Malik Bendjelloul /Sony Pictures Classics
The footage of the sky, blotchy with clouds, is grainy and sepia-toned, telltale signs of old film. Or so it seems.
The scene, which appears in the 2013 Oscar-winning documentary “Searching for Sugar Man,” was actually shot on an iPhone camera. And the dreamy, vintage effect? It was created by an application called 8mm Vintage Camera, which adds filters to video footage to mimic, in the words of its creators, “the beauty and magic” of old movies.
“Sugar Man” director Malik Bendjelloul, whose film follows the story of a 1970s American folk musician who becomes an unlikely sensation in apartheid South Africa, shot most of his film on real 8mm film. But when he ran out of money with only a few scenes remaining, he turned to the $1.99 iPhone app to complete the final shots.

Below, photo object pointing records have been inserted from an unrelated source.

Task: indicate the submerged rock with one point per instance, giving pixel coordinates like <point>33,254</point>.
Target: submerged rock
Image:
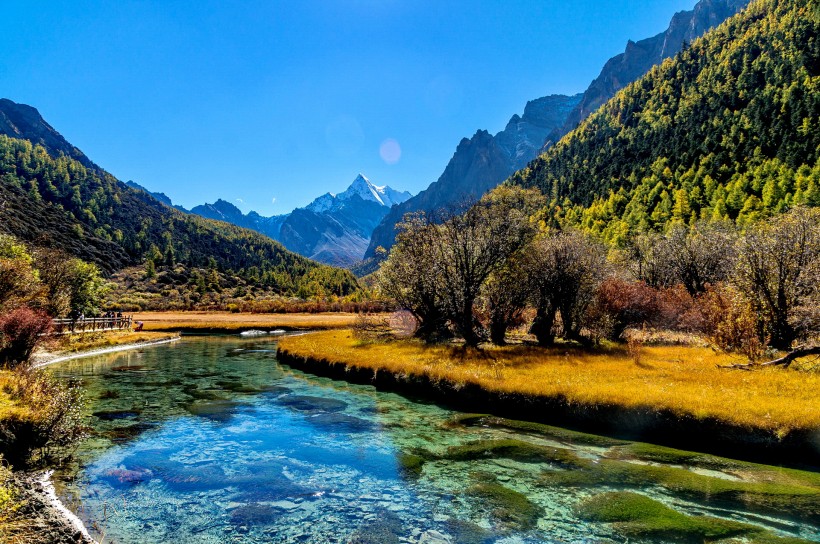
<point>386,528</point>
<point>113,415</point>
<point>341,422</point>
<point>253,514</point>
<point>305,403</point>
<point>219,411</point>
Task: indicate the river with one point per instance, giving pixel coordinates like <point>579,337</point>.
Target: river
<point>210,440</point>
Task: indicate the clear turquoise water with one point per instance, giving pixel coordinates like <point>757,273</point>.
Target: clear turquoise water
<point>211,440</point>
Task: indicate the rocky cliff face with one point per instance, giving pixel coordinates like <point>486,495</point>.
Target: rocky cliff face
<point>24,122</point>
<point>333,229</point>
<point>481,163</point>
<point>639,57</point>
<point>484,161</point>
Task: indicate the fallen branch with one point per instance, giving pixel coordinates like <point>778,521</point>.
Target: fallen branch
<point>797,353</point>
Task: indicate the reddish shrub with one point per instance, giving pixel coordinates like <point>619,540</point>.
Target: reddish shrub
<point>730,322</point>
<point>628,304</point>
<point>21,330</point>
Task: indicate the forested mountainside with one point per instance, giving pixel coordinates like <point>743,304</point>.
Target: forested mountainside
<point>484,161</point>
<point>59,202</point>
<point>481,163</point>
<point>332,229</point>
<point>640,56</point>
<point>728,129</point>
<point>23,121</point>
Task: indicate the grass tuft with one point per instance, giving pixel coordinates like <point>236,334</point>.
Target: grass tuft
<point>683,380</point>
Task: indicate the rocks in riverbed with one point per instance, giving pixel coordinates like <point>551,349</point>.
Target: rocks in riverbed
<point>219,411</point>
<point>305,403</point>
<point>43,521</point>
<point>341,422</point>
<point>113,415</point>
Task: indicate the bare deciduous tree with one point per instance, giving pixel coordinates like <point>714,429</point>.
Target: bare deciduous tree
<point>778,270</point>
<point>410,275</point>
<point>477,243</point>
<point>564,270</point>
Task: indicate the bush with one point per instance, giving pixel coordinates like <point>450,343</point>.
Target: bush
<point>628,304</point>
<point>730,322</point>
<point>21,330</point>
<point>49,416</point>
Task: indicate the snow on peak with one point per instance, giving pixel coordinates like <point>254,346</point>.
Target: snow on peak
<point>364,189</point>
<point>322,203</point>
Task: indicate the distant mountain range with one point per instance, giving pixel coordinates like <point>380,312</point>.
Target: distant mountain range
<point>724,131</point>
<point>484,161</point>
<point>52,195</point>
<point>333,229</point>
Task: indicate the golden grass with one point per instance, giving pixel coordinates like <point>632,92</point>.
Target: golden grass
<point>12,408</point>
<point>192,321</point>
<point>683,379</point>
<point>89,341</point>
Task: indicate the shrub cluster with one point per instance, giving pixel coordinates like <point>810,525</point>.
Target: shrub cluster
<point>478,277</point>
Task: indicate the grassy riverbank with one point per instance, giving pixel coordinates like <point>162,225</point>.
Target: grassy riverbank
<point>234,322</point>
<point>654,390</point>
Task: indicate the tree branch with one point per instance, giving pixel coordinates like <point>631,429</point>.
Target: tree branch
<point>785,361</point>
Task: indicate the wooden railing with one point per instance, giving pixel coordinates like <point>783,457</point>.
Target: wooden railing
<point>91,324</point>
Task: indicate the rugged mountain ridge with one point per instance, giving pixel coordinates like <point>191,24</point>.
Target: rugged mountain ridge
<point>49,198</point>
<point>481,163</point>
<point>640,56</point>
<point>727,130</point>
<point>332,229</point>
<point>484,161</point>
<point>25,122</point>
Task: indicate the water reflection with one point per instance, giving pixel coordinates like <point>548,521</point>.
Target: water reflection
<point>210,440</point>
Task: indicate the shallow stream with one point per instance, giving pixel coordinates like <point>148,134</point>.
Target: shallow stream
<point>210,440</point>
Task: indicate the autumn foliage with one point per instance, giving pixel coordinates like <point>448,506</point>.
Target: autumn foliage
<point>20,331</point>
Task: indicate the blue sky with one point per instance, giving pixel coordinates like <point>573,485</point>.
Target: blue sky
<point>269,104</point>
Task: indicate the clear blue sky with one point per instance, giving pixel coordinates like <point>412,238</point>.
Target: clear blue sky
<point>261,100</point>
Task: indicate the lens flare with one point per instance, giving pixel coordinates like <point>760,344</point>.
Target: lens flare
<point>390,151</point>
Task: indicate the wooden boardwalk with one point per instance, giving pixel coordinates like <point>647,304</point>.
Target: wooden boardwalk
<point>91,324</point>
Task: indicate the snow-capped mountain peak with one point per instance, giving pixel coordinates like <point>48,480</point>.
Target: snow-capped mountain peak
<point>364,189</point>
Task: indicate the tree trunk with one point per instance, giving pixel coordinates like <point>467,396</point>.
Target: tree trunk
<point>498,330</point>
<point>542,326</point>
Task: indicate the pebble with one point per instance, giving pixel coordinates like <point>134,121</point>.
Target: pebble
<point>434,537</point>
<point>285,505</point>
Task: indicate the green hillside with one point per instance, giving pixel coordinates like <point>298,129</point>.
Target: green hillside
<point>728,129</point>
<point>58,202</point>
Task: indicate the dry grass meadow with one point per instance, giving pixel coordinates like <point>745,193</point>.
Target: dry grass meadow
<point>683,379</point>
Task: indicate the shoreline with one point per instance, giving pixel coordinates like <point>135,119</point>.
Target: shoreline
<point>47,359</point>
<point>800,449</point>
<point>38,487</point>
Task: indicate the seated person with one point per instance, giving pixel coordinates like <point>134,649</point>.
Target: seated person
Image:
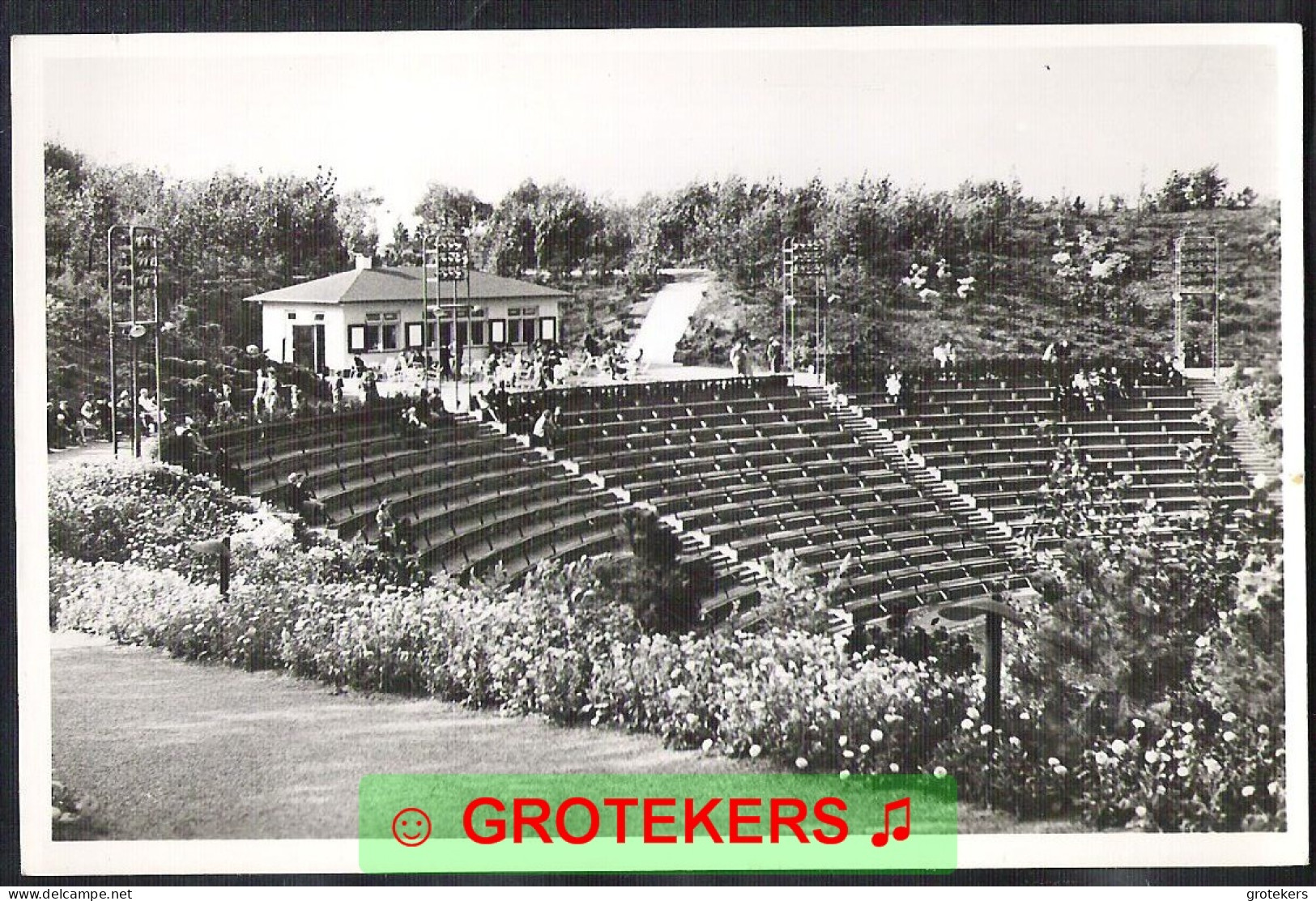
<point>303,500</point>
<point>412,424</point>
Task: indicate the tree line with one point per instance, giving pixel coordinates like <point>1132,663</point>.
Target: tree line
<point>232,236</point>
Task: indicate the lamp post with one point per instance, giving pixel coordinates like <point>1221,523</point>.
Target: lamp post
<point>220,547</point>
<point>789,301</point>
<point>995,612</point>
<point>133,271</point>
<point>827,347</point>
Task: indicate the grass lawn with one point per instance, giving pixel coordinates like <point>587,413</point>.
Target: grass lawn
<point>172,750</point>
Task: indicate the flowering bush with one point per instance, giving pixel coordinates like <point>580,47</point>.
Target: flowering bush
<point>1214,771</point>
<point>796,691</point>
<point>137,512</point>
<point>1092,273</point>
<point>1010,767</point>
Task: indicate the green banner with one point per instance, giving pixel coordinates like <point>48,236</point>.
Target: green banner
<point>420,823</point>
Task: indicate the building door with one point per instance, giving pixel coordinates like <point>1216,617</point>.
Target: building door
<point>309,346</point>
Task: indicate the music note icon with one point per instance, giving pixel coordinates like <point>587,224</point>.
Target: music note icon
<point>901,833</point>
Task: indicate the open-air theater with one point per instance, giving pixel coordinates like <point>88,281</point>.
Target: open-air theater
<point>922,508</point>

“It looks like real film, it really does – you can’t tell the difference,” he told CNN.
The app’s cameo in the acclaimed documentary is perhaps the pinnacle in the rise of a now-ubiquitous trend: the faux-vintage image.
Supersaturated, with blown-out highlights and vignetted and torn edges, these photos and videos are no longer the product of aging Polaroid cameras or Kodachrome film, but rather smart-phone photo filter apps. The most popular of these, Instagram, has some 90 million active users and was bought by Facebook in April 2012 for $1 billion.

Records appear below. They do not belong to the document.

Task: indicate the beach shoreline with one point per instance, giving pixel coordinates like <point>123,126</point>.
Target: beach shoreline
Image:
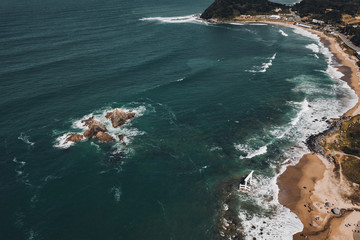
<point>310,188</point>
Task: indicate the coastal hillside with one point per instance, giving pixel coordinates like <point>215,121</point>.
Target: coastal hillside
<point>225,9</point>
<point>328,10</point>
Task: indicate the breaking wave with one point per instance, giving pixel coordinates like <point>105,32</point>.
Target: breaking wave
<point>315,48</point>
<point>127,130</point>
<point>26,139</point>
<point>264,66</point>
<point>179,19</point>
<point>250,152</point>
<point>283,33</point>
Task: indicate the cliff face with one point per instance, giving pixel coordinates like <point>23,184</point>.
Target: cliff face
<point>226,9</point>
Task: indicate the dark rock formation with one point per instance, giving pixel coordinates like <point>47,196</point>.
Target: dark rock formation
<point>88,121</point>
<point>94,128</point>
<point>104,137</point>
<point>119,117</point>
<point>121,137</point>
<point>315,142</point>
<point>335,211</point>
<point>74,137</point>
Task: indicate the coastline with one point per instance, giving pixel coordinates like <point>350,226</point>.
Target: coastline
<point>310,188</point>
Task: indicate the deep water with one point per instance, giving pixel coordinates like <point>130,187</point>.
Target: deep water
<point>213,103</point>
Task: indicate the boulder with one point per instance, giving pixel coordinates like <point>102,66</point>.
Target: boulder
<point>336,211</point>
<point>74,137</point>
<point>117,117</point>
<point>88,121</point>
<point>121,137</point>
<point>104,137</point>
<point>131,115</point>
<point>94,128</point>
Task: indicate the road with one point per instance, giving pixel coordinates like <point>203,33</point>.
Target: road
<point>347,42</point>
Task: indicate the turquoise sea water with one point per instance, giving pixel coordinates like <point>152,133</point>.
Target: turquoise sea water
<point>212,101</point>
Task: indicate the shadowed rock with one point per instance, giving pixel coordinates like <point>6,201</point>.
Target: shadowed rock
<point>119,117</point>
<point>104,137</point>
<point>121,137</point>
<point>336,211</point>
<point>94,128</point>
<point>88,121</point>
<point>74,137</point>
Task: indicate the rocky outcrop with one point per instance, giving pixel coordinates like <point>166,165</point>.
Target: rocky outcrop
<point>227,9</point>
<point>104,137</point>
<point>98,130</point>
<point>94,128</point>
<point>121,137</point>
<point>119,117</point>
<point>73,137</point>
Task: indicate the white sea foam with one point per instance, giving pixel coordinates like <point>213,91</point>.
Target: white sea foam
<point>314,47</point>
<point>61,142</point>
<point>26,139</point>
<point>178,19</point>
<point>282,224</point>
<point>283,33</point>
<point>304,108</point>
<point>239,24</point>
<point>264,66</point>
<point>250,152</point>
<point>99,115</point>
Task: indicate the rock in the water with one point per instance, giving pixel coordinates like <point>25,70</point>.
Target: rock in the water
<point>88,121</point>
<point>131,115</point>
<point>104,137</point>
<point>335,211</point>
<point>117,117</point>
<point>74,137</point>
<point>121,137</point>
<point>94,128</point>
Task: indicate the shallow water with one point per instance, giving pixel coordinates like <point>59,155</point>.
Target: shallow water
<point>213,103</point>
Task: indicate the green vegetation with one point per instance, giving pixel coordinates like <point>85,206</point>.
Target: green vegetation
<point>351,168</point>
<point>330,11</point>
<point>347,140</point>
<point>228,9</point>
<point>349,136</point>
<point>354,32</point>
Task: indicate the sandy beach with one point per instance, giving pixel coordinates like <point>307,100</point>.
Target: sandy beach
<point>311,188</point>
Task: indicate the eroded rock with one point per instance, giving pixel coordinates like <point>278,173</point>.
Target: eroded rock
<point>119,117</point>
<point>74,137</point>
<point>94,128</point>
<point>104,137</point>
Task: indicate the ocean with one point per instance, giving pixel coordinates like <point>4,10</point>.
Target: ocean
<point>212,103</point>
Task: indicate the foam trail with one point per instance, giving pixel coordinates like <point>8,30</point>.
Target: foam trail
<point>304,108</point>
<point>179,19</point>
<point>283,33</point>
<point>26,139</point>
<point>249,151</point>
<point>264,66</point>
<point>315,48</point>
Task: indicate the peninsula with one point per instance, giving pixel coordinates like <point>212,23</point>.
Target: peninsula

Not everyone, however, has been content to chalk up the popularity of the so-called Instagram effect to its compelling aesthetic. Rather, some media experts say, it’s a signpost of a generation trying to put down an anchor in the constantly flowing digital world.
“Adding these filters [to photos] is a way of simulating value and worth,” says social media theorist Nathan Jurgenson, “because real old photos have stood the test of time and have a sense of importance as a result.”
After all, he says, taking photos was once limited to the number of exposures on a roll of film. Now, anyone with a cellphone can take and upload endless images to social media sites. Using a faux filter is a way to stand out.
But as “Sugar Man” demonstrates, faux-vintage photography isn’t just for amateurs. In 2011, for instance, New York Times photographer Damon Winter won third place in an international competition for a photo series of an American Army battalion in Afghanistan – all of them shot on his iPhone using the photo filter app Hipstamatic.
Similar to the typewriter font in Microsoft Word, or a Kindle case with the image of a book cover on it, photo filter apps offer an echo of an era when media had a slower, more physical presence in our lives. And they imbue our experiences with a sense of history, Mr. Jurgenson says.
The only problem is, they aren’t real.